Zimbabwe's COVID-19 response set back by crime, corruption
A child wears a face mask to curb the spread of COVID-19 on his way to school following the reopening of schools in Harare, Zimbabwe, March 22, 2021. (AP Photo)


Zimbabwe's anti-graft police unit, which was established in 2018, has recovered around 40 boxes of COVID-19 test kits valued at thousands of dollars that were stolen from a hospital in the country's second largest city, Bulawayo.

The tests, a donation from UNICEF, had been stashed in a building opposite the central bank in the capital Harare, destined for the black market.

It was one of the latest cases of pandemic-related graft to take place one year after the coronavirus surfaced in the country.

Zimbabwe recorded its first COVID-19 case on March 20 last year and three-and-half months later the health minister was fired for corruption.

He was charged with irregularly awarding a foreign-based company a multi-million-dollar contract to supply personal protective equipment, test kits and drugs.

In addition, he was accused of trying to coerce the treasury to pay for 15,000 coronavirus test kits stored in Harare's international airport.
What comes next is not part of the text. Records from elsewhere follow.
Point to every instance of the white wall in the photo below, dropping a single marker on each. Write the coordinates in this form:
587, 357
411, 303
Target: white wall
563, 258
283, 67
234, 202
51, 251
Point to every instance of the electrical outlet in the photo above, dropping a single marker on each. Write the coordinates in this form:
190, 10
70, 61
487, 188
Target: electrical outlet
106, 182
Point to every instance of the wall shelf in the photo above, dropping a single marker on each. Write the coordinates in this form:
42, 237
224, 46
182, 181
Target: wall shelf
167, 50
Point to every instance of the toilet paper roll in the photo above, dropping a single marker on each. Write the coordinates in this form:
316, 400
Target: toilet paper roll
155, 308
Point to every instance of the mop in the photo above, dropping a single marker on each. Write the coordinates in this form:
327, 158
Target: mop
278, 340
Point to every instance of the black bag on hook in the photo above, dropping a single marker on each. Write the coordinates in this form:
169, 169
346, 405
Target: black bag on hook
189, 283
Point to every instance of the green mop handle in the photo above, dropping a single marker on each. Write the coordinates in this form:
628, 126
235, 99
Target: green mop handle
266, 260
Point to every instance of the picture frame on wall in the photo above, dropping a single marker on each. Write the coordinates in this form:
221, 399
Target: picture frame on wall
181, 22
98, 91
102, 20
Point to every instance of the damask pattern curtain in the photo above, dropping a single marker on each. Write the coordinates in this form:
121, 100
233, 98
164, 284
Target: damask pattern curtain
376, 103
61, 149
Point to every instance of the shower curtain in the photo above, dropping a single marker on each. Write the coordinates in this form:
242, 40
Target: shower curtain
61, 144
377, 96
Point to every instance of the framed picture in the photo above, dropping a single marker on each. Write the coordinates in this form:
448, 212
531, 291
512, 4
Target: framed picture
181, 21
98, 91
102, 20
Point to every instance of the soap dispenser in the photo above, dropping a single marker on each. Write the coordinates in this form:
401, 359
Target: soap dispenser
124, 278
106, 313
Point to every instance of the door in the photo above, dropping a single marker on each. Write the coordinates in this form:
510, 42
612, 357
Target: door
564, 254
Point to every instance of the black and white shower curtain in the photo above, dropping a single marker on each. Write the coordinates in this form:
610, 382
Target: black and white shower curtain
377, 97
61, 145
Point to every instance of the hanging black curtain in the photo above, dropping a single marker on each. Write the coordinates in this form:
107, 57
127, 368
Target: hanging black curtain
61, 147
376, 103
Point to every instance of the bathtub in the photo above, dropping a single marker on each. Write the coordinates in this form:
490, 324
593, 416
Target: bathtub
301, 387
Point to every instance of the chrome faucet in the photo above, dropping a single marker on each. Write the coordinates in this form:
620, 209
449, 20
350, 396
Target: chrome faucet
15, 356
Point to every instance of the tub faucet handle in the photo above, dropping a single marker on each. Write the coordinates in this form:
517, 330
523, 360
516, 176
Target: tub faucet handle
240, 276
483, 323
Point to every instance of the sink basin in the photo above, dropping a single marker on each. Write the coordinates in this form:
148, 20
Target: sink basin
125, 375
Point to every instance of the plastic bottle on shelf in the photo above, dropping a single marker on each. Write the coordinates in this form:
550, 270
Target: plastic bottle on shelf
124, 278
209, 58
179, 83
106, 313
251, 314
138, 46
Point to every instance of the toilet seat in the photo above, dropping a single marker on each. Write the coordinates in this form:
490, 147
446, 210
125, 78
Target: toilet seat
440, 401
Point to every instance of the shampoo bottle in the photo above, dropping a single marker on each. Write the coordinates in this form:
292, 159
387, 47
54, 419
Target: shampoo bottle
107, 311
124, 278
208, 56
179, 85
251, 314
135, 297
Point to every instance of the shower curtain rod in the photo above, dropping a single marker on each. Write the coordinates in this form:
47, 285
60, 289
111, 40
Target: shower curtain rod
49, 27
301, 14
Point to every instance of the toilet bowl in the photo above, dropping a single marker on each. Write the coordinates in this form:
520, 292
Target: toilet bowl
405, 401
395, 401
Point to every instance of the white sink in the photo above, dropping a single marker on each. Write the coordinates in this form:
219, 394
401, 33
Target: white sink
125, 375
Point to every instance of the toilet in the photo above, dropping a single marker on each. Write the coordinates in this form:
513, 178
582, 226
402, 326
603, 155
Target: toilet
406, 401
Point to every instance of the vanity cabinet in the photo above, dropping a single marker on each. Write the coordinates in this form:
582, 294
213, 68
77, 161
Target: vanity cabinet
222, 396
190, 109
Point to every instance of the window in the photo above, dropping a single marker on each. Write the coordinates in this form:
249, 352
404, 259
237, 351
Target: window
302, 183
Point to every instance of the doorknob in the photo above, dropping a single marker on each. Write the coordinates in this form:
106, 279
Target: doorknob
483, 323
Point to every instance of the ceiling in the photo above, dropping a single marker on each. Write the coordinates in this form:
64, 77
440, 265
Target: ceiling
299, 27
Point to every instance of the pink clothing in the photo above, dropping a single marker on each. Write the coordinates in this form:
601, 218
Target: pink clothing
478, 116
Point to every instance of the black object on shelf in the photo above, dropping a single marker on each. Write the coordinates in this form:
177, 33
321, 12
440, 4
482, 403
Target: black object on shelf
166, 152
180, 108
After an inspection, only 3,700 kits were found.

The southern African country started rolling out COVID-19 jabs last month and questions are being raised about the vaccine procurement process.

The government has set aside $100 million for vaccines to inoculate 10 million of its 14.5 million population.
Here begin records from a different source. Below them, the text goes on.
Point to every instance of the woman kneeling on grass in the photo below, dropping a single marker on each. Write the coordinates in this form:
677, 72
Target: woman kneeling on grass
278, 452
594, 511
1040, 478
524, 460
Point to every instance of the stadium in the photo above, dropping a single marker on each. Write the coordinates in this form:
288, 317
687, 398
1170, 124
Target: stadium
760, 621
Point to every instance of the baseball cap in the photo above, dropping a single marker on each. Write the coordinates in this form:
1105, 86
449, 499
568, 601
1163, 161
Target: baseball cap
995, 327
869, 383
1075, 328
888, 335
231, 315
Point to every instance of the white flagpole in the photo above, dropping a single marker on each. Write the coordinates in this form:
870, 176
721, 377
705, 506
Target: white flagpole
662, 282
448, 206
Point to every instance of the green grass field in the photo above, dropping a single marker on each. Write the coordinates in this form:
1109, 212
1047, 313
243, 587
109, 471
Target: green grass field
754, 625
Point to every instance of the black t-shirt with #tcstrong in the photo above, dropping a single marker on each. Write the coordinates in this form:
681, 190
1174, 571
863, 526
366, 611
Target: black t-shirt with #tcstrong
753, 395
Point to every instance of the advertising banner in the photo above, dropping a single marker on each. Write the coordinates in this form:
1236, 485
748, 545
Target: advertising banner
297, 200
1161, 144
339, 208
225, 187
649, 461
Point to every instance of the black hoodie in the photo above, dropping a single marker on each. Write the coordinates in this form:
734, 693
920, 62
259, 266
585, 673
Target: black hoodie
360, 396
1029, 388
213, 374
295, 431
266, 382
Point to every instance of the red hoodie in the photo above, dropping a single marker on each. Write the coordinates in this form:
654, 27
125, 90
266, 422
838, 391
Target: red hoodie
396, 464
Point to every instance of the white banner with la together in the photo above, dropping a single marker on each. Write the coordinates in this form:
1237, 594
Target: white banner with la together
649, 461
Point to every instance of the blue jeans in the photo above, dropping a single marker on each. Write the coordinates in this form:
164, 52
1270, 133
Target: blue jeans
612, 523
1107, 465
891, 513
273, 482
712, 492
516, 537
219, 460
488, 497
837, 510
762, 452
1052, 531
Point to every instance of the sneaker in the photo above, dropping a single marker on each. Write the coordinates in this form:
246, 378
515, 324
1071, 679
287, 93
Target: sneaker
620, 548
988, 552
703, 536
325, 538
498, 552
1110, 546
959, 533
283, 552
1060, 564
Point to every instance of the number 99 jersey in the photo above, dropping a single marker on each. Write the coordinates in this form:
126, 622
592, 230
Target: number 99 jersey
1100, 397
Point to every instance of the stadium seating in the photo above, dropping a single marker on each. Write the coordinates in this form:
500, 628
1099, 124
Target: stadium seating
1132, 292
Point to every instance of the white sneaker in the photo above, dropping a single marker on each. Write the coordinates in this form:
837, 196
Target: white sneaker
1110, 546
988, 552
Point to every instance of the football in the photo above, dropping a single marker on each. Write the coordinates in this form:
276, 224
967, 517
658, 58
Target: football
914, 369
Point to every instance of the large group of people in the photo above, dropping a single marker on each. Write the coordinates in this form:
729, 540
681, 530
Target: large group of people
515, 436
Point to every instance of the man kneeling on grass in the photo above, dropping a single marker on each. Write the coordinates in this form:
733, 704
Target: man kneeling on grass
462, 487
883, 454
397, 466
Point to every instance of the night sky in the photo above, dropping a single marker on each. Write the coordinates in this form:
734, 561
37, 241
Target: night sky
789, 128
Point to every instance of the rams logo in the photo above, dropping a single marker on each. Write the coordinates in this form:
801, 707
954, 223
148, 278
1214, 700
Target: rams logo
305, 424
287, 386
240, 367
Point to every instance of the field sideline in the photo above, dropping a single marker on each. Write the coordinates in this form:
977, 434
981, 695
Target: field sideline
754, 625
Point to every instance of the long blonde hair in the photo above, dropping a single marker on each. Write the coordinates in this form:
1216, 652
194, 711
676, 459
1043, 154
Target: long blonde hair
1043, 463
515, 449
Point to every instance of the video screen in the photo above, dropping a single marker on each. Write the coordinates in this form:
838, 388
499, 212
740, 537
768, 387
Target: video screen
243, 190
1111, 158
"People I have spoken to worry that there will be corruption, there will be looting of public funds," said Hopewell Chin'ono, a whistleblowing journalist whose reporting brought down the health minister.
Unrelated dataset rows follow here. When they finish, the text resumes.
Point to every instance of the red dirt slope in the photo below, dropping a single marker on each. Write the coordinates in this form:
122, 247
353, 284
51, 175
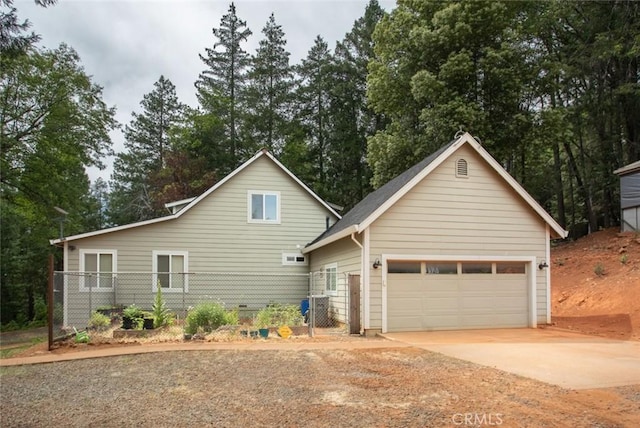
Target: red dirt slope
595, 285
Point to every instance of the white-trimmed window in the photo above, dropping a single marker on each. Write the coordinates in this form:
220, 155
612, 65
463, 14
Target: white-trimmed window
170, 271
98, 267
331, 279
263, 207
294, 259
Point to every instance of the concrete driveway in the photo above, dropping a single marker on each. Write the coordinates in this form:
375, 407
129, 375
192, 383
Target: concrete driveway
553, 356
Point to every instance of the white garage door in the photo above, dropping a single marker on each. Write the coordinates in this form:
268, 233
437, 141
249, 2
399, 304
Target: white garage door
424, 295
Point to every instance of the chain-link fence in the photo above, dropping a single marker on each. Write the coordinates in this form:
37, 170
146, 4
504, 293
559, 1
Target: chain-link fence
329, 299
323, 297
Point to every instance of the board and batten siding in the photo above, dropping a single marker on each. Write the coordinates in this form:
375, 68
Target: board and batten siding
346, 254
446, 215
217, 235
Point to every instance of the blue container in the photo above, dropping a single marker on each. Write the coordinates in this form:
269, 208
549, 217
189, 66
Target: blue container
304, 308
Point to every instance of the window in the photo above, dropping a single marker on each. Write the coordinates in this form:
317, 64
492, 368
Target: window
169, 270
476, 267
462, 168
442, 268
403, 267
510, 267
290, 259
331, 279
99, 267
264, 207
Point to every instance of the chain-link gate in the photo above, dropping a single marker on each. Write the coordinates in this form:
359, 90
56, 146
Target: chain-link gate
328, 300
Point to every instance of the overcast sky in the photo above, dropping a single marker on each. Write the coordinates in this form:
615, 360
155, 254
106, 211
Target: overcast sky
125, 45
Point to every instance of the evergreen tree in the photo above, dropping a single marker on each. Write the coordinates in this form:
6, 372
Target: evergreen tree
351, 119
221, 87
440, 66
53, 124
313, 100
147, 143
270, 83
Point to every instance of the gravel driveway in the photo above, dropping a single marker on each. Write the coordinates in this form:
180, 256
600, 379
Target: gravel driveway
392, 387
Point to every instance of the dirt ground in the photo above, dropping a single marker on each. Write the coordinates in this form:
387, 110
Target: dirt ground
387, 387
595, 285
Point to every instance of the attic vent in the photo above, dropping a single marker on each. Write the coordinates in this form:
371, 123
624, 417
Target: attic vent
462, 168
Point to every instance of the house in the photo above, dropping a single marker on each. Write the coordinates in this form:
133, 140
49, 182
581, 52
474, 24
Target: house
630, 196
239, 242
454, 242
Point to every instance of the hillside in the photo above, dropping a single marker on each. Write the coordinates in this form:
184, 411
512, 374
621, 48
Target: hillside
595, 284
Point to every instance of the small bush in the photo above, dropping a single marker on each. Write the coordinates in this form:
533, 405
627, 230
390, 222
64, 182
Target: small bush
58, 313
161, 314
599, 269
40, 310
99, 320
207, 317
135, 314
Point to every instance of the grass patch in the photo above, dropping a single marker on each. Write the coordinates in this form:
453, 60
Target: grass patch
12, 351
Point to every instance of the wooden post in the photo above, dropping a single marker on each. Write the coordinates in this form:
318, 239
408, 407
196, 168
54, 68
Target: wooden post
50, 303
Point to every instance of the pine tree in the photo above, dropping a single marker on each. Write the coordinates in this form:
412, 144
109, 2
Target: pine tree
220, 88
352, 120
270, 82
313, 100
147, 142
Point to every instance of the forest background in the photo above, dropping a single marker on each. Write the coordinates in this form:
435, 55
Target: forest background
551, 89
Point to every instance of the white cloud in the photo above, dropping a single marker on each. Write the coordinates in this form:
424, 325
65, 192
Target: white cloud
125, 45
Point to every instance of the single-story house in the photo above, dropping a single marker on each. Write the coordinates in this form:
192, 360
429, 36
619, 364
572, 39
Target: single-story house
629, 196
454, 242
'They loot' song goes viral

In February, shortly after his release from prison – his third arrest in six months – the investigative journalist released a short reggae track "Demloot" (they loot) which immediately went viral.

Zimbabwe's chief epidemiologist Portia Manangazira was recently arrested for allegedly recruiting 28 relatives, including her father, as community health workers in a nearly $800,000 virus awareness program funded by the Africa Centres for Disease Control and Prevention (Africa CDC).

The training exercise, earmarked for 800 community health workers, saw her family draw a monthly $600 stipend for three months, prosecutors said.

The anti-corruption watchdog is probing around a dozen cases linked to the coronavirus program.

"At least 10 cases are ... (linked to) corruption in the procurement of PPEs and other materials," said Zimbabwe Anti-Corruption Commission spokesperson John Makamure.

The charges include criminal abuse of office by public officials, fraud and theft, said Makamure, refusing to divulge details.

Transparency International Zimbabwe told Agence France-Presse (AFP) it had received 1,400 complaints related to corruption in health care, policing and pandemic humanitarian relief in 2020.

Health care workers complain about inadequate protective gear, blaming corruption for the scarcity.

"The situation is dire," said nurses union leader Simbarashe Tafirenyika.

According to official tallies, the virus has killed at least 1,500 out of the nearly 37,000 diagnosed cases – an underestimation according to experts.

The peak of the second wave earlier this year exposed the dire state of public hospitals that were already collapsing as a result of two decades of economic crisis and uncontrolled inflation under former leader Robert Mugabe's 37-year rule.

State hospitals were saturated in January and private hospitals were under fire for capitalizing on this and charging desperate families exorbitant fees – as much as $2,500 per week for use of a ventilator.